Complex clinical decision making often fails not because a model lacks facts, but because it cannot reliably select and apply the right procedural knowledge and the right prior example at the right reasoning step. We frame clinical question answering as an agent problem with two explicit, retrievable resources: skills, reusable clinical procedures such as guidelines, protocols, and pharmacologic mechanisms; and experience, verified reasoning trajectories from previously solved cases (e.g., chain-of-thought solutions and their step-level decompositions). At test time, the agent retrieves both relevant skills and experiences from curated libraries and performs lightweight test-time adaptation to align the language model's intermediate reasoning with clinically valid logic. Concretely, we build (i) a skills library from guideline-style documents organized as executable decision rules, (ii) an experience library of exemplar clinical reasoning chains indexed by step-level transitions, and (iii) a step-aware retriever that selects the most useful skill and experience items for the current case. We then adapt the model on the retrieved items to reduce instance-step misalignment and to prevent reasoning from drifting toward unsupported shortcuts. Experiments on medical question-answering benchmarks show consistent gains over strong medical RAG baselines and prompting-only reasoning methods. Our results suggest that explicitly separating and retrieving clinical skills and experience, and then aligning the model at test time, is a practical approach to more reliable medical agents.
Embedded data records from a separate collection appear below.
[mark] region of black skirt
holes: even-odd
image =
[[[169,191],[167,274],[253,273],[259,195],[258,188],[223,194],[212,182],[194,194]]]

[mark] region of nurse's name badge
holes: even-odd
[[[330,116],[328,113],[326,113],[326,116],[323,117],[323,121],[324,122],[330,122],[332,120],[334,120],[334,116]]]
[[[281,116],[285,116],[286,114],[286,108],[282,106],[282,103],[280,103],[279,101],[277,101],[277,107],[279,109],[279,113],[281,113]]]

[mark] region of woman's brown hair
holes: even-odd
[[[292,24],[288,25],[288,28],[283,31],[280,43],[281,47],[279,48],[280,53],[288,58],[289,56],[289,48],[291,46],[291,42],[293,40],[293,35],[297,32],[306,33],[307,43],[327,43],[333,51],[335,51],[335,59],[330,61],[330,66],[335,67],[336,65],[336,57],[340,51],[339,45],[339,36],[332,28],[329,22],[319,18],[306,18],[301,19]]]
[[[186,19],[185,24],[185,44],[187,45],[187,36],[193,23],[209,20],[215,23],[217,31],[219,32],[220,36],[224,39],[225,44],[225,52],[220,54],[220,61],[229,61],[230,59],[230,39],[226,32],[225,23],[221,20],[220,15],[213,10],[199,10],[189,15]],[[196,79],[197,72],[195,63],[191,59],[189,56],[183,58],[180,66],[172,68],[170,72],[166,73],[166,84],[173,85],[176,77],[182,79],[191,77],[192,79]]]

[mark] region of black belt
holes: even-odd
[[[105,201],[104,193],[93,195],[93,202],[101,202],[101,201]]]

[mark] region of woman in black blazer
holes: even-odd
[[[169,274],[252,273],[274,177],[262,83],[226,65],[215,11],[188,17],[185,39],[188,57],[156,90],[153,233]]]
翻译：复杂的临床决策失败往往并非因为模型缺乏事实知识，而是由于无法在正确的推理步骤中可靠地选择并应用恰当的程序性知识与先验案例。我们将临床问答构建为具备两种显式可检索资源的智能体问题：技能（可复用的临床规程，如指南、协议与药理机制）与经验（来自已解决案例的已验证推理轨迹，例如思维链解及其步骤级分解）。在测试时，智能体从经整理的资源库中检索相关技能与经验，并通过轻量级测试时自适应使语言模型的中间推理与临床有效逻辑对齐。具体而言，我们构建了：（i）由指南式文档组织为可执行决策规则的技能库；（ii）通过步骤级转换索引的范例临床推理链经验库；（iii）能够为当前病例选择最有效技能与经验条目的步骤感知检索器。随后，我们基于检索条目对模型进行自适应，以减少实例-步骤错位，并防止推理漂移至缺乏支持的捷径。在医学问答基准测试上的实验表明，相较于强大的医学RAG基线及纯提示推理方法，本方法取得了持续的性能提升。我们的结果表明：显式分离并检索临床技能与经验，继而在测试时对齐模型，是实现更可靠医学智能体的一种实用途径。